The new Finance secretary said the incoming administration will move away from the chronic underspending seen in the past few years, by investing in building infrastructure that is necessary to make the Philippines a 21st century economy: “from modernizing our ports to improving our logistical spine to ensuring reliable and cheap power for all the islands.”

He expressed hope that with the two-day dialogue and workshop, the public and private sectors could jointly start refining the reforms that would be put in place over the next six years.

Dominguez said the tasks of the DOF in the incoming administration rest on the following prepositions: raising the money government requires to operate and invest in social goods such as infrastructure, health facilities and quality educational institutions; ensuring the sustainability of the government’s financial affairs; and playing a key role in making the country’s economic growth more inclusive.

“This can be achieved by: rethinking our investments incentives; reconfiguring our taxation system to build a robust middle class; and, reinventing our trade and tariff policies so that we may take advantage of free trade without sacrificing the development of our industries,” he said.

Dominguez also said the new administration will review the tax system, initially to update the income tax brackets and eventually to lowering corporate and individual tax rates.

The new administration will also push forward the development of rural areas to generate more job opportunities in the countryside, which will involve modernizing agriculture and encouraging agribusinesses to generate higher value added products.

“The new administration will push forward with the challenging task of bureaucratic reform. With these, we hope to improve on the ease of doing business. More important, we want a bureaucracy that is most responsive to the needs of our citizens,” he added.

Rebalancing the economy

Incoming economic Secretary Ernesto Pernia said poverty- and inequality-reducing economic growth entails a major rebalancing of the economy.
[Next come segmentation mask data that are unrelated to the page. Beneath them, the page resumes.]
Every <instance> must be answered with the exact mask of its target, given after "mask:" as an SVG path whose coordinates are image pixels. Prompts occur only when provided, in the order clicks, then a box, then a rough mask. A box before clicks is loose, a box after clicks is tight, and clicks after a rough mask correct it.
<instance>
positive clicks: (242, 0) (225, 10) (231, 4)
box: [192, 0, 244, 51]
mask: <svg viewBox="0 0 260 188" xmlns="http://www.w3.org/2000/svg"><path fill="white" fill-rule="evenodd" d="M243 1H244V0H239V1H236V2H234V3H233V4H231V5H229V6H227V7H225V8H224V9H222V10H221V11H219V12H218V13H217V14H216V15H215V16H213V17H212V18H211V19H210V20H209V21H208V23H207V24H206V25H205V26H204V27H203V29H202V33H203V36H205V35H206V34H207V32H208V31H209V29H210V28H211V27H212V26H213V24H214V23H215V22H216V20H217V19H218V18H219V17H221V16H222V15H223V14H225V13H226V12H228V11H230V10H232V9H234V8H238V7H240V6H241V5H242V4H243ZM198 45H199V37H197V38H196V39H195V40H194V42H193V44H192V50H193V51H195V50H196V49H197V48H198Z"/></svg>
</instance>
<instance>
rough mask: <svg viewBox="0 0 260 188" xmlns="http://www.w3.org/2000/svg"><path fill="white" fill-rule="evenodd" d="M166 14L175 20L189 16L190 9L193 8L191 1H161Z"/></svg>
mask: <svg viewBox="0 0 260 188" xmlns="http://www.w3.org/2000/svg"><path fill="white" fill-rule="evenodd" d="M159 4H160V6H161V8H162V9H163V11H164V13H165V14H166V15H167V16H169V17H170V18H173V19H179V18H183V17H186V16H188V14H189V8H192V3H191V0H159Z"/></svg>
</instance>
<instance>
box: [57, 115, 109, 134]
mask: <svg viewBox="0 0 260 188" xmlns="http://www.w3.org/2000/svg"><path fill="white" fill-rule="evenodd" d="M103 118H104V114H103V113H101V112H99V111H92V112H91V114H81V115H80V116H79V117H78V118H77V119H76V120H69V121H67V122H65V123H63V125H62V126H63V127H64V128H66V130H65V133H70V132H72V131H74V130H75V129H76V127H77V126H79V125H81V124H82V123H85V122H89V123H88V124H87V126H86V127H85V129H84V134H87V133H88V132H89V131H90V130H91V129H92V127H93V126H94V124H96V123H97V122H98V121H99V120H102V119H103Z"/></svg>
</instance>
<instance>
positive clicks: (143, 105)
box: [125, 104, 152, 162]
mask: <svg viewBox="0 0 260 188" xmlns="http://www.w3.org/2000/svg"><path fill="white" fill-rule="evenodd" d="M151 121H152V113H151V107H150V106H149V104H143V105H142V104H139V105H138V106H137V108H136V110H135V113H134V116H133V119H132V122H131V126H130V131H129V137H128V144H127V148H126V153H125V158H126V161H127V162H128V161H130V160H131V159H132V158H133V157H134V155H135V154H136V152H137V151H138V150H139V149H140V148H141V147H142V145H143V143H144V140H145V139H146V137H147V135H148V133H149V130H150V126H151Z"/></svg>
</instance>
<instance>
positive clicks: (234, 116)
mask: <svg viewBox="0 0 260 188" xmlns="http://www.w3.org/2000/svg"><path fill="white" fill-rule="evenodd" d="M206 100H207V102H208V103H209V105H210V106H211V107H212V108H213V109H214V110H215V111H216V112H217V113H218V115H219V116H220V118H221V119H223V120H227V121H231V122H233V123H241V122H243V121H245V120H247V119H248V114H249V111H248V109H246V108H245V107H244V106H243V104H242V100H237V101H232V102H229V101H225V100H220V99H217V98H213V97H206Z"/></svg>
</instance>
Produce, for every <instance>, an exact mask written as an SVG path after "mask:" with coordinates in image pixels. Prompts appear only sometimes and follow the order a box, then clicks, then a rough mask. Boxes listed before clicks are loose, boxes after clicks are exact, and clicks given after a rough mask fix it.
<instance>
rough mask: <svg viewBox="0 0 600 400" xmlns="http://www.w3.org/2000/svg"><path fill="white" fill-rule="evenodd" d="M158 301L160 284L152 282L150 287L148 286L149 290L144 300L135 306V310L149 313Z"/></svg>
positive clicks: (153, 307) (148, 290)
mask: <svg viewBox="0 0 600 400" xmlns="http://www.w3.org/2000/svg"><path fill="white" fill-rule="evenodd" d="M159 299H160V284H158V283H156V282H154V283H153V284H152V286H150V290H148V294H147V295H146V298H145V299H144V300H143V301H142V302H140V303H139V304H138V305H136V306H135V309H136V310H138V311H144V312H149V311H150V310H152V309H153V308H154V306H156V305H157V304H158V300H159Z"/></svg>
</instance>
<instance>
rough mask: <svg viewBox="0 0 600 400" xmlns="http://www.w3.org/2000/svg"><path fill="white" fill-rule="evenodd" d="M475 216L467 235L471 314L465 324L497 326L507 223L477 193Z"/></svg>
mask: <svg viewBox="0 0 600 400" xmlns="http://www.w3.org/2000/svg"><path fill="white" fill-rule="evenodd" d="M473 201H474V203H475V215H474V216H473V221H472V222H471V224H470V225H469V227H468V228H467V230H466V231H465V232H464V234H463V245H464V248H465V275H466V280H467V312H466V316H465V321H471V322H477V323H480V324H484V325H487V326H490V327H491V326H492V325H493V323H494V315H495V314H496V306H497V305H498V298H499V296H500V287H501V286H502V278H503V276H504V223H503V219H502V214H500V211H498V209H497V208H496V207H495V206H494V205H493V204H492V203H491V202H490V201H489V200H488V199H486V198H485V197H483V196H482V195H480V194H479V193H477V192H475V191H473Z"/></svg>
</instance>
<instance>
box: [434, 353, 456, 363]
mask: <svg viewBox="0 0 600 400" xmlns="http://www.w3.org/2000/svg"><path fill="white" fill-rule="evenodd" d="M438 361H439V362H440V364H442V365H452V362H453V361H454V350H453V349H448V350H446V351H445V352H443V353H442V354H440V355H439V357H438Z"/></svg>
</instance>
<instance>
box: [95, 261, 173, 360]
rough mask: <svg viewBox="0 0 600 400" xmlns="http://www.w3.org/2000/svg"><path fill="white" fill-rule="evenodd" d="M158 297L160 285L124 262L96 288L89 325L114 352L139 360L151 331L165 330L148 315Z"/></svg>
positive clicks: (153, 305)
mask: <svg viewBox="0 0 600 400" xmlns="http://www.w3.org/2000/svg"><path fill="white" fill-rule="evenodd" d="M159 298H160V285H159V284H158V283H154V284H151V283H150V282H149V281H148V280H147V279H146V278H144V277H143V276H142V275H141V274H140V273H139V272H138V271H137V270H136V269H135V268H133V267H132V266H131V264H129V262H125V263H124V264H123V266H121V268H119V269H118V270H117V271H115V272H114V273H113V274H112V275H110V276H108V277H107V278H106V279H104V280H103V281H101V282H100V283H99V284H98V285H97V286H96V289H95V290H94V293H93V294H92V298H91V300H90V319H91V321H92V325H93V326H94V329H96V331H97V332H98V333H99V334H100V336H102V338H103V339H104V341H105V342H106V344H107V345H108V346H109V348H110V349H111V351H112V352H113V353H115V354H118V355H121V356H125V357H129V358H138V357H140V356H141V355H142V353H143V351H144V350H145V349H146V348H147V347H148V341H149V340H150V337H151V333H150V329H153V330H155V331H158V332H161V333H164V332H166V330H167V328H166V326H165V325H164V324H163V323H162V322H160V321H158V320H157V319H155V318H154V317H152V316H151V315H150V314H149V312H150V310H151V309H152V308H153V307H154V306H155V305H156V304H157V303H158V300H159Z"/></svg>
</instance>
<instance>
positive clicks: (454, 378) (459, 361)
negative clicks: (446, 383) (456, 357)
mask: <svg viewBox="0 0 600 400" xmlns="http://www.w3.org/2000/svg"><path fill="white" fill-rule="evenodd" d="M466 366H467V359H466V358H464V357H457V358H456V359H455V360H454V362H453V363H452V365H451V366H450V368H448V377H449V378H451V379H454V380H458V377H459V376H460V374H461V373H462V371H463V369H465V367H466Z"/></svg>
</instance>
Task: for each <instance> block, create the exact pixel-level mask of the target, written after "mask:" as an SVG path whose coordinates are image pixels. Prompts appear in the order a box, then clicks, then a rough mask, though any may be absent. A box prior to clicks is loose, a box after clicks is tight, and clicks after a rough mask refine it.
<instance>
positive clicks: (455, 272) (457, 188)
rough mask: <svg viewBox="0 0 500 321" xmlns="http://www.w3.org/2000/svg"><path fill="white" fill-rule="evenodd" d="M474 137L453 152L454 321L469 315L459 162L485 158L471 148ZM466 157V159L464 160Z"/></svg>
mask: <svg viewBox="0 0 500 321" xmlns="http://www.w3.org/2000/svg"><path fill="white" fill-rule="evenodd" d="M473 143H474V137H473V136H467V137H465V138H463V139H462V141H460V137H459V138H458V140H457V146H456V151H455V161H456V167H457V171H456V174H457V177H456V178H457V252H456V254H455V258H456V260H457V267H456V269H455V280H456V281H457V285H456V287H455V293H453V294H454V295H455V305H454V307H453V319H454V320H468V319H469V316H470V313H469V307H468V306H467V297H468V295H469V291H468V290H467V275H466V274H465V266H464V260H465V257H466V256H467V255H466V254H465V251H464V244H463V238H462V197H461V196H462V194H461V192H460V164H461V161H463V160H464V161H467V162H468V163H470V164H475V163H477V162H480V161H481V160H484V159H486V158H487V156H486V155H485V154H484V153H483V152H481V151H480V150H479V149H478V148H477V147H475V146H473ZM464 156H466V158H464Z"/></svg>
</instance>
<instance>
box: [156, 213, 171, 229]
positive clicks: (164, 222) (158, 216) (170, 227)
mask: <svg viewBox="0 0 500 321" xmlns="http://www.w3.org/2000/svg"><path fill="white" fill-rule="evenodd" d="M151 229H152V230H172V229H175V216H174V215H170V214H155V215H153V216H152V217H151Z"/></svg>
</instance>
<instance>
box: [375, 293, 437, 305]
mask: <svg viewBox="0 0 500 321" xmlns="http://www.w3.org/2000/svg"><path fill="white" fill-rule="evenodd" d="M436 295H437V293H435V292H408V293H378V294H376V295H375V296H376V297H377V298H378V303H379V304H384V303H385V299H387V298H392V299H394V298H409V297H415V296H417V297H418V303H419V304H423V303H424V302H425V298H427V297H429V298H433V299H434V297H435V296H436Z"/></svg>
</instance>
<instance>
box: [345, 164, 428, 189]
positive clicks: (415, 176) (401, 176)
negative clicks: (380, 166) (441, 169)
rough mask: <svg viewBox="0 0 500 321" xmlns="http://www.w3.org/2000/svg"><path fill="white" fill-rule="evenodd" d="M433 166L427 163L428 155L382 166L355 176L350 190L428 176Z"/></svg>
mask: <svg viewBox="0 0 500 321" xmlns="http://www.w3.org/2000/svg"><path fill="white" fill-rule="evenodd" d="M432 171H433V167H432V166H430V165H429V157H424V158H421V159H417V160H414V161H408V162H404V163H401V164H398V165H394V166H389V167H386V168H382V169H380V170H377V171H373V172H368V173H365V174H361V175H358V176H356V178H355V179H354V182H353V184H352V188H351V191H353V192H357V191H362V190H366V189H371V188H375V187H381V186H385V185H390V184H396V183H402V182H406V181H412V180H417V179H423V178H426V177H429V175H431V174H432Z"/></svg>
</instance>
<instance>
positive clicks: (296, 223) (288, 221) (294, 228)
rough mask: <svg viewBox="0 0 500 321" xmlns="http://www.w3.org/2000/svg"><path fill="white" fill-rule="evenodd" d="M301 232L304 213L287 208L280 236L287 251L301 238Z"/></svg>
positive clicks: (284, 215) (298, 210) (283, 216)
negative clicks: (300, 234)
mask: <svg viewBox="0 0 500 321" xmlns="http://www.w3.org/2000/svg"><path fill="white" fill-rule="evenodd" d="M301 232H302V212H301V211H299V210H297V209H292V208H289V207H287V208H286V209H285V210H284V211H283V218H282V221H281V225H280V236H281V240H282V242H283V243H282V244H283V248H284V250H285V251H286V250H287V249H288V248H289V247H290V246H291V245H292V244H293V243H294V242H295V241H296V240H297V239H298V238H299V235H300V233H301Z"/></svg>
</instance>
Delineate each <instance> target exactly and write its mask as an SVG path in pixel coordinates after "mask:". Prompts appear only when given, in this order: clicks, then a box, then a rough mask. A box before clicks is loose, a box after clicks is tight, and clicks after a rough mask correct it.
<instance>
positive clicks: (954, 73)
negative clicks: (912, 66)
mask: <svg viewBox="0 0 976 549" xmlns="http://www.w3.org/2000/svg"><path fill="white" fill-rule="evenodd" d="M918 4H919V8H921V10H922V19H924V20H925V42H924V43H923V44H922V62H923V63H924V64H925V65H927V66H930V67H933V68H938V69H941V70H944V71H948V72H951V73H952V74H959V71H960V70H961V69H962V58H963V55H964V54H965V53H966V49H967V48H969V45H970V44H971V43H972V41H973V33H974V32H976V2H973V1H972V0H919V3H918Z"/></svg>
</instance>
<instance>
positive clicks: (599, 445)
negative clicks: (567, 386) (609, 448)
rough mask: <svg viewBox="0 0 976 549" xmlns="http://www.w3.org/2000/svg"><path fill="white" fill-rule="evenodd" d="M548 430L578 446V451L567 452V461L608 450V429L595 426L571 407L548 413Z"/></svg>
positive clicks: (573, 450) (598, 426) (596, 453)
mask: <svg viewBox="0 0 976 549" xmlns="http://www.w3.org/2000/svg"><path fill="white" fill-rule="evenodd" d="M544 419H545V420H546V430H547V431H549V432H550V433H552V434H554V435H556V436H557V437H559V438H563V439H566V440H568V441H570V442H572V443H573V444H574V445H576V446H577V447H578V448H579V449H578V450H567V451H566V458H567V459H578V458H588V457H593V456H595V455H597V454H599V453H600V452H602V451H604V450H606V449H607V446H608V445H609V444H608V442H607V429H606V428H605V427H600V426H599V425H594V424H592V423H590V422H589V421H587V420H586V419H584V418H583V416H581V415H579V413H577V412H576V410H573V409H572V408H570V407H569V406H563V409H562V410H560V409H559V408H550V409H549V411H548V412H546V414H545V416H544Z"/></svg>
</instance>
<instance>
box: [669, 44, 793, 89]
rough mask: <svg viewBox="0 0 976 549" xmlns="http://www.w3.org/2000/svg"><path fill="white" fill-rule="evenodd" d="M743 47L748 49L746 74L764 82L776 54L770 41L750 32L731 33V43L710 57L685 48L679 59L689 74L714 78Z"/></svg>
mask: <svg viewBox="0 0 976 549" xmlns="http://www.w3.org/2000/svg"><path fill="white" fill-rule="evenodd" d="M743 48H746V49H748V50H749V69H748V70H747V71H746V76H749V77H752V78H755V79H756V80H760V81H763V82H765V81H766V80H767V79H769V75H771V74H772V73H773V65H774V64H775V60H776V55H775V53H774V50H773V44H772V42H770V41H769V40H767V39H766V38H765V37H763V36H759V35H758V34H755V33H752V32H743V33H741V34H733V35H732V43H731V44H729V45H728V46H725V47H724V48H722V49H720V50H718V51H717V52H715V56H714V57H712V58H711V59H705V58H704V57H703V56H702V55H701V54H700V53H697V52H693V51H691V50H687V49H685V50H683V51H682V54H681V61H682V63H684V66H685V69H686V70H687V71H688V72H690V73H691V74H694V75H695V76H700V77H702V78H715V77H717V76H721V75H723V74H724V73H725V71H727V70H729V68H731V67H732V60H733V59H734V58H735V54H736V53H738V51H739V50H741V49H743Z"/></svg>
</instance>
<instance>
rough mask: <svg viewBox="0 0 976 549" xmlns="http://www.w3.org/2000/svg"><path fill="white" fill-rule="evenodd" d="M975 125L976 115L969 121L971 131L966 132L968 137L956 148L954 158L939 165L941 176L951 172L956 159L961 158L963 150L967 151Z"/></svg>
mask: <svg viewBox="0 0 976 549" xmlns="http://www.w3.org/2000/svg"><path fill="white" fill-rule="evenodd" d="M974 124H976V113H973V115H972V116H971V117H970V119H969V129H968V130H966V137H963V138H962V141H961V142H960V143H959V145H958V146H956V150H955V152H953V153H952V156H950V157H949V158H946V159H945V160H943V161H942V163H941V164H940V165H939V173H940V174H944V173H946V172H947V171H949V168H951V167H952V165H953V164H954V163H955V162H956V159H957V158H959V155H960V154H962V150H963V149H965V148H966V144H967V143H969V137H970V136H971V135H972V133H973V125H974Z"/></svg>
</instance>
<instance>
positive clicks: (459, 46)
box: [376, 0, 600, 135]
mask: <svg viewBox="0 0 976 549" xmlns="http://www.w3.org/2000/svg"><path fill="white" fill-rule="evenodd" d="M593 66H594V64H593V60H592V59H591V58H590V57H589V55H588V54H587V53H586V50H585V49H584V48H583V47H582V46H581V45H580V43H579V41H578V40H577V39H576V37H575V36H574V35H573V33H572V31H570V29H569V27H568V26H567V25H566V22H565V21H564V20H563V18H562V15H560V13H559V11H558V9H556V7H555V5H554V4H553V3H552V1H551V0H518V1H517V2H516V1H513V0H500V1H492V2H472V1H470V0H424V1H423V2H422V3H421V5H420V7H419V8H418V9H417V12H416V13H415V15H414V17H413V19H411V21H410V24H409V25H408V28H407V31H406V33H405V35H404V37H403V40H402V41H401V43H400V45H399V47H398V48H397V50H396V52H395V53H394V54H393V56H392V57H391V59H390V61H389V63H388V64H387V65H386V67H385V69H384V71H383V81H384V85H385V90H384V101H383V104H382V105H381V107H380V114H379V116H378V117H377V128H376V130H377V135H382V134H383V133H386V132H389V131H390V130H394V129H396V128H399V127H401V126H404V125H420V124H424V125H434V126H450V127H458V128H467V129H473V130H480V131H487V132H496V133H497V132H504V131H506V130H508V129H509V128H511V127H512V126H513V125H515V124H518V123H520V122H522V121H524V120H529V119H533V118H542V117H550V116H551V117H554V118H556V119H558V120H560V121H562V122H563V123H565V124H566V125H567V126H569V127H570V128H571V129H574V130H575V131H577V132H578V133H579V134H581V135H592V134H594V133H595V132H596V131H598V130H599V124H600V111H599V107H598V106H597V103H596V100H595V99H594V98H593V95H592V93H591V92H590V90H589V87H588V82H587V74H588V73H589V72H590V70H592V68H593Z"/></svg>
Citing an example, Pernia said that between 2006 and 2012, poverty eased by just more than 1 percentage point.

“The number of poor people has been increasing. In the first quarter of 2014, poverty incidence was recorded at 26.2 percent. That is about 26 million poor Filipinos,” he said.

The Duterte administration aims to reduce poverty incidence to between 15 percent and 16 percent in the next six years, which means a reduction by between 1.25-percentage points and 1.5-percentage points every year.

Besides disbursing the infrastructure budget in the right places, where the poor dominate the local population, the new administration will also strengthen the implementation of the Responsible Parenthood and Reproductive Health Law to enable especially poor couples to make informed choices on financial and family planning.

To achieve its poverty-reduction goal, the Philippines should transform its economy into an investment- and exports-driven one from being consumption-led, Pernia said.

The Duterte administration will also have to focus on the development of manufacturing and agricultural sectors to generate more jobs for the poor, he added.